Wartasulsel.net,- Diawal tahun 2017 ini Pemerintah Jokowi-JK semakin menampakan diri sebagai Rezim Neoliberal. pertama, secara sederhana Neoliberaisme yang hari ini dapat dilihat sebagai gagasan pembangunan yang biasanya terafirmasi sebagai skema pembangunan, telah di afirmasi oleh hampir seluruh negara bangsa di seluruh dunia.
Model seperti ini telah menjadikan pasar bebas sebagai model kerja sama antar negara-bangsa, yang tercirikan dengan integrasi pasar dan jasa yang tanpa batas pemisah antar negara. dalam kaitannya dengan indonesia pasar bebas sebenarnya telah dijalankan oleh pemerintah-pemetintah sebelumnya dan dilanjutkan dengan sangat baik oleh rezim Jokowi-JK.
Namun kehadiran pemerintah sekarang semakin mengukuhkannya. ketergabungan buta indonesia dalam MEA adalah salah satu bukti dari sekian banyak bukti yang menyudutkan indonesia dalam pasar bebas. mengapa? karena indonesia tidak dapat dipungkiri menjadi pasar bagi negara-negara lain.

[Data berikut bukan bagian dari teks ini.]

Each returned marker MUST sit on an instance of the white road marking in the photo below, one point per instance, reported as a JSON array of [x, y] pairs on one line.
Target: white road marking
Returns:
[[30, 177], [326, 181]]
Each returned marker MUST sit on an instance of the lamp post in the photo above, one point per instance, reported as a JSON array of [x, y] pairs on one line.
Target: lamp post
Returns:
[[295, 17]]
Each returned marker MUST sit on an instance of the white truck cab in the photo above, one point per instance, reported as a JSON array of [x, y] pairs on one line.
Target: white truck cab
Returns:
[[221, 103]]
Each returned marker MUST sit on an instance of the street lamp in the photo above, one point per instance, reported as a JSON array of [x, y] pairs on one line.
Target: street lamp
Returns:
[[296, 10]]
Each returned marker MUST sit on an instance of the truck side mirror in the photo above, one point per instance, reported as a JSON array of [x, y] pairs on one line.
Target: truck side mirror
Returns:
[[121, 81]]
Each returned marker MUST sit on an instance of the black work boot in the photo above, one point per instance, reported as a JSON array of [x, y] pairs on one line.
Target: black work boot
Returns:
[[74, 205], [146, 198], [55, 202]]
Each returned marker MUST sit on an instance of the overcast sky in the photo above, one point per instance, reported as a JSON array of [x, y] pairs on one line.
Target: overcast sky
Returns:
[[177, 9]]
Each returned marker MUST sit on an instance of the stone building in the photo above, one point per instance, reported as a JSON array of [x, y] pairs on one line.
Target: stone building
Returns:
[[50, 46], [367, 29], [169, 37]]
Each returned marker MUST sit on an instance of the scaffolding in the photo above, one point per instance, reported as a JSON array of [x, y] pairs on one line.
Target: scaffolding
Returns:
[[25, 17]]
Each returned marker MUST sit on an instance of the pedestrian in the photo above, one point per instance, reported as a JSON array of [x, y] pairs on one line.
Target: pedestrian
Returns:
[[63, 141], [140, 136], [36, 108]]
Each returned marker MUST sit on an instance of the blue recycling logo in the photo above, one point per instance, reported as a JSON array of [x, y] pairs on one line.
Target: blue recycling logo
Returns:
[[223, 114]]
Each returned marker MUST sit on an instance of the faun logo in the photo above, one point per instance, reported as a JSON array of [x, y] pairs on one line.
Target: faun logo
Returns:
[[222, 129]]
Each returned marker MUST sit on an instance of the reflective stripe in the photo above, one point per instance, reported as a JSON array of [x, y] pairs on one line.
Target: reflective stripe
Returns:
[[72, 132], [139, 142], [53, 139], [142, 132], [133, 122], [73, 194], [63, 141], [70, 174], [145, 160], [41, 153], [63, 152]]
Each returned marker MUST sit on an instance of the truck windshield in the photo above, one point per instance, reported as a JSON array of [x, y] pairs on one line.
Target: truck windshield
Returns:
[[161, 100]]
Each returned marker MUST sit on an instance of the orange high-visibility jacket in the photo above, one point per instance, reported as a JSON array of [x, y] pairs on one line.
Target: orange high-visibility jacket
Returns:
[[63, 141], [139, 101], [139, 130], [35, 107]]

Kedua, yang membuat semakin jelas bahwa wajah Rezim Jokowi-JK ini sangat neoliberalistik adalah ketika semua sektor publik yang berhubungan dengan hajat hidup orang banyak diserahkan kepada swasta dan mekanisme pasar. misalnya disektor kesehatan dikenal dengan BPJS dan disektor pendidikan kita kenal dengan otonomi kampus. tidak sampai disitu, Sektor-sektor strategis yang menurut Pasal 33 UUD 1945 harus dikelola oleh negarapun telah di serahkan sepenuh kepada pihak swasta.
Hasil tambang seperti emas, nikel, uranium tembaga serta hasil minyak dan gas alam yang seharusnya berada dalam tanggung jawab negara dalam hal pengelolaannya untuk kesejahteraan rakyat, tetapi malah diserahkan kepada pihak swasta asing. dan mirisnya pemerintah hari ini sangat baik menjadi penyedia aturan legitimatif bagi eksploitasi MNC asing dan menegenyampingkan
kepentingan publik. ketiga, pemerintah sangat mengandalkan pertumbuhan ekonomi melalui pembangunan infrastruktur dengan di topang oleh hutang.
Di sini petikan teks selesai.